Je suis à Lyon, en grande partie pour recevoir ma perfusion entre deux épisodes de vacances. Je viens de recevoir ma dose d'herceptine comme d'habitude à une exception près. Je suis toujours seule avec l'infirmier ou l'infirmière suivant leur planning mais aujourd'hui, comme ça arrive le plus rarement possible, ma plus jeune fille E. était présente. La plus âgée est partie une semaine camper. Comme toujours E. n'a pas voulu en rater une miette et est resté à côté de moi. Les aiguilles, la vue de mon sang ne les effraient pas, elles sont malheureusement habituées.
E. a posé de nombreuses questions à l'infirmier, elle ne l'avait encore jamais vu, elle ne connaissait que sa collègue. Elle a demandé pourquoi on m'injectait ce produit alors qu'elle le sait parfaitement mais toujours ce besoin des enfants de réentendre les mêmes choses plusieurs fois et puis toujours la même question qui revient : "Est-ce que Maman a mal?". C'est quand même impressionnant de le voir m'enfoncer cette grosse aiguille dans mon pac. Comme je ne bronche pas, elle se doute bien de la réponse et heureusement que je n'ai pas mal, mon patch Emla m'y aide mais même lorsque je l'oublie, ça arrive, je ne souffre pas, je sens juste une piqûre dont je me passerais.

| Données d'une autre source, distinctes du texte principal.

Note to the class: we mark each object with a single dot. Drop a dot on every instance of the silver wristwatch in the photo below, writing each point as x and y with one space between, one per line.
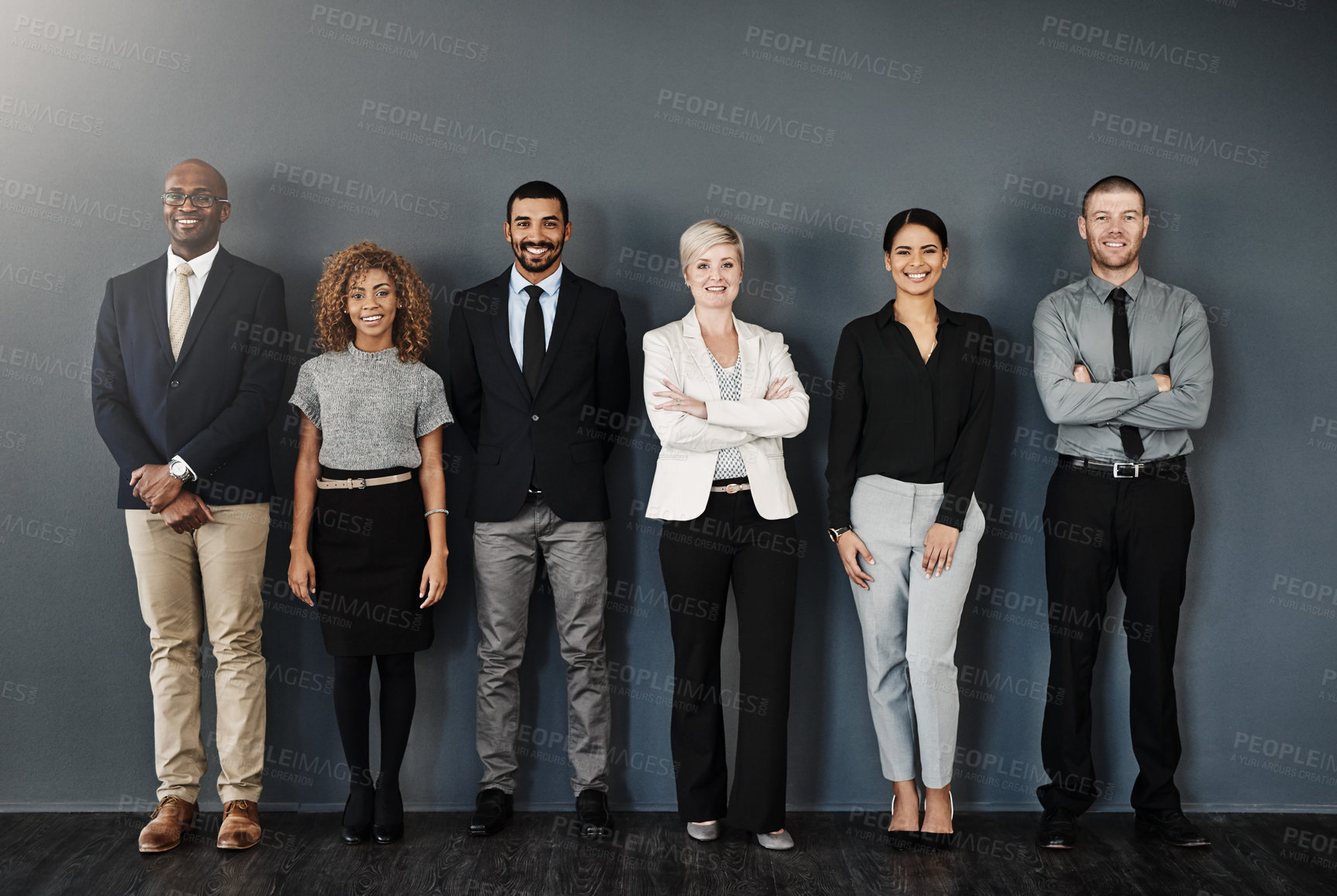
180 469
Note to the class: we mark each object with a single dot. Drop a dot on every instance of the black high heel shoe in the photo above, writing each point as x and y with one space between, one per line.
357 827
390 815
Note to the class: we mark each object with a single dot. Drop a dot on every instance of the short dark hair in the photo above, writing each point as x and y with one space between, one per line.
913 215
538 191
1114 184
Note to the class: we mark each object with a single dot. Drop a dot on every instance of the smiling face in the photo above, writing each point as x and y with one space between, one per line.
714 276
536 233
1114 224
193 230
370 305
916 259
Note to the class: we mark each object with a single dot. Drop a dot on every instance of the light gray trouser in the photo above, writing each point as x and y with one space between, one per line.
506 558
909 623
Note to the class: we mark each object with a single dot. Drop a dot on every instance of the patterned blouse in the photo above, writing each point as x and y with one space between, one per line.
729 463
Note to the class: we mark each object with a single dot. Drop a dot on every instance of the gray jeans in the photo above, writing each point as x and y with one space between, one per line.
506 558
909 625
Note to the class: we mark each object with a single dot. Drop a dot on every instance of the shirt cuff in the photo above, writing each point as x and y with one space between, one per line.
1146 386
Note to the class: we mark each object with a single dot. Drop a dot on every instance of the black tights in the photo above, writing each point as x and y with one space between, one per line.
353 709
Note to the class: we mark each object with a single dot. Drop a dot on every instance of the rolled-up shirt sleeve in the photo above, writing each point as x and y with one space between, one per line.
1066 400
1185 406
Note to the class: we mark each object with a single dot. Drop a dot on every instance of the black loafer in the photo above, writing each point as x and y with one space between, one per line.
1169 826
593 812
1058 829
491 811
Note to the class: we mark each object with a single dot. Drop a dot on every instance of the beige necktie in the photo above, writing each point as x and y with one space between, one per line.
178 318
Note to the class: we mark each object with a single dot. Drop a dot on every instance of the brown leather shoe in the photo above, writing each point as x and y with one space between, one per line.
165 826
241 826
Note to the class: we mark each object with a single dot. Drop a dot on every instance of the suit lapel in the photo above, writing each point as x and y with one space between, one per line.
502 329
699 355
156 292
749 352
213 289
567 297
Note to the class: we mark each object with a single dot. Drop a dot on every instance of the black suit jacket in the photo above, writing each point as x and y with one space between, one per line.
565 432
215 403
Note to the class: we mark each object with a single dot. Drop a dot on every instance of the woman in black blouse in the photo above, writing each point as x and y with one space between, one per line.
906 447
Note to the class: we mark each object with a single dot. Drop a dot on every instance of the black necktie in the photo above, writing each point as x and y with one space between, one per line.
534 342
1122 366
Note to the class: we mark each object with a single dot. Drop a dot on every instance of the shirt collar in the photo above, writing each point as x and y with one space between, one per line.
550 285
944 314
1102 288
200 265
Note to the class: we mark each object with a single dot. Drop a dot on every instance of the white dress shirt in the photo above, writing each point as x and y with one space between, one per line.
200 265
519 303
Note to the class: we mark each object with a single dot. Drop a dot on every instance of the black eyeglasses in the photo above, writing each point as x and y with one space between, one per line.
198 200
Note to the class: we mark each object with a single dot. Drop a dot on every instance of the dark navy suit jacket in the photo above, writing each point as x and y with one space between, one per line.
565 431
215 403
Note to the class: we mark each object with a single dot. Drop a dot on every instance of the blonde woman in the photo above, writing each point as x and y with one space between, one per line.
721 395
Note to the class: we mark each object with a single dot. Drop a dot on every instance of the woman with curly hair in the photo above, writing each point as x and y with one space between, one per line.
369 471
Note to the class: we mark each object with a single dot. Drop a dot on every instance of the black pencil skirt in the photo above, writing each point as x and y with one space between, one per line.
369 548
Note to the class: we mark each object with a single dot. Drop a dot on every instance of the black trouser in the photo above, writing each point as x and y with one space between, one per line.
1097 526
730 543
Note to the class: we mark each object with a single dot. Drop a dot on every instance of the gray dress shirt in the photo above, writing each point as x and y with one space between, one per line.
1167 333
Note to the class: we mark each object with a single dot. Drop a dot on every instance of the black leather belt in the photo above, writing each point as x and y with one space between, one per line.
1126 469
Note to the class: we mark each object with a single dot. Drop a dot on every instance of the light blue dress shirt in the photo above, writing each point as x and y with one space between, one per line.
519 301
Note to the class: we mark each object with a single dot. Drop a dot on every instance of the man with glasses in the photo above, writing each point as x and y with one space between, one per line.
184 403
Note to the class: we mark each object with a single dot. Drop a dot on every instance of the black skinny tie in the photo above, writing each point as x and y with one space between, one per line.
1130 436
534 342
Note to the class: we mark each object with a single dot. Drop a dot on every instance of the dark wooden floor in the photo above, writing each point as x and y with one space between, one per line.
1254 855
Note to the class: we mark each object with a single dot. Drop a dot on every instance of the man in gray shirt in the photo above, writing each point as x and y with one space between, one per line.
1123 367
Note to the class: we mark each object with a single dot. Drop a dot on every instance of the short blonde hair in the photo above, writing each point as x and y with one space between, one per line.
703 235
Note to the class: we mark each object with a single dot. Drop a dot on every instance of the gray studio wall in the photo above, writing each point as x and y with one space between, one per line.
806 126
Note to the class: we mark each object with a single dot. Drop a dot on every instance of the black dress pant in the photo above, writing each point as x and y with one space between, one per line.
1097 526
730 543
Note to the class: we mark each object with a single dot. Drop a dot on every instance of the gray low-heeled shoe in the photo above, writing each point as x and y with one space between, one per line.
775 840
703 832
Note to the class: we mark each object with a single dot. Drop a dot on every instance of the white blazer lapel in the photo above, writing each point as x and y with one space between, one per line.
699 355
749 352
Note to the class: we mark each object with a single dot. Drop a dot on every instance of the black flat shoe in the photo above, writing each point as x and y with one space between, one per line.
1169 826
593 812
493 808
356 826
1058 829
390 816
902 839
940 840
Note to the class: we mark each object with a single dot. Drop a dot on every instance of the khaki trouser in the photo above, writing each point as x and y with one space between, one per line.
213 577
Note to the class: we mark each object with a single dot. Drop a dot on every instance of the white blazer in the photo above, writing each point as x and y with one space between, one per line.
689 445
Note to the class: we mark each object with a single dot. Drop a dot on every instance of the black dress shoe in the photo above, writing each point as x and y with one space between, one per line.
491 811
1058 829
356 826
1170 826
390 816
593 812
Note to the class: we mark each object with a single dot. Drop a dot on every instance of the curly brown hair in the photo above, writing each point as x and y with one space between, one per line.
329 305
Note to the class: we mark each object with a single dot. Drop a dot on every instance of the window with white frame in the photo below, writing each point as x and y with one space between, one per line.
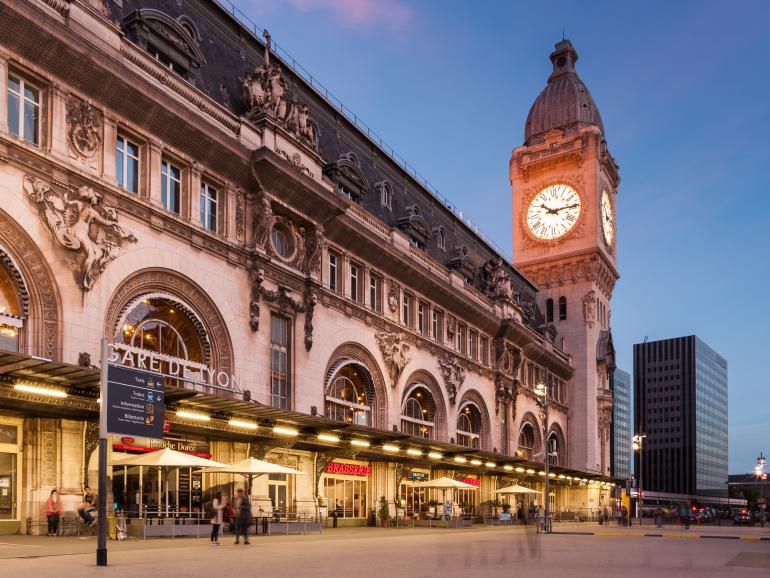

Et là elle m'a posé une nouvelle question "Est-ce que j'aurais ça moi aussi lorsque je serai grande?"
J'ai eu un petit pincement au cœur en l'entendant. Je leur donne une piètre image d'une maman, sous traitement. Je sais bien que je n'ai pas le choix, que j'ai la chance d'être en vie, n'empêche que c'est ce modèle que je leur offre.
Je lui ai répondu que les autres mamans n'avaient pas besoin de ce médicament, que c'était parce que j'avais eu un très méchant cancer et que c'était pour éviter qu'il reparte dans mon corps.
Elle m'a dit que oui, elle savait que j'avais eu un cancer du sein.
J'ai dû précisé que ce n'était pas à cause du cancer du sein mais des autres petites boules qui avaient commencé à aller ailleurs dans mon corps que j'avais ce médicament.
Je suis revenue sur sa question et j'ai pris comme exemple ma sœur, pour insister sur le fait qu'elle n'avait pas ces perfusions et qu'elle non plus, ma petite E. n'aurait pas à vivre ça quand elle serait grande.
Je ne peux évidemment être certaine de rien mais je ne peux absolument pas envisager que l'une de mes filles puisse vivre les tourments par lesquels je suis passée.
Elle a semblé contente de ma réponse et rassurée.
Elle ne sera pas là pour les prochaines, peut-être l'été prochain.
En même temps je sais que c'est bien qu'elle voit ce que c'est une perfusion, ce qu'on me fait, ça dédramatise. Mais j'aimerais tellement être une maman normale, comme les autres, sans être associée à ces terribles mots qui sont "cancer, chimio, métastase".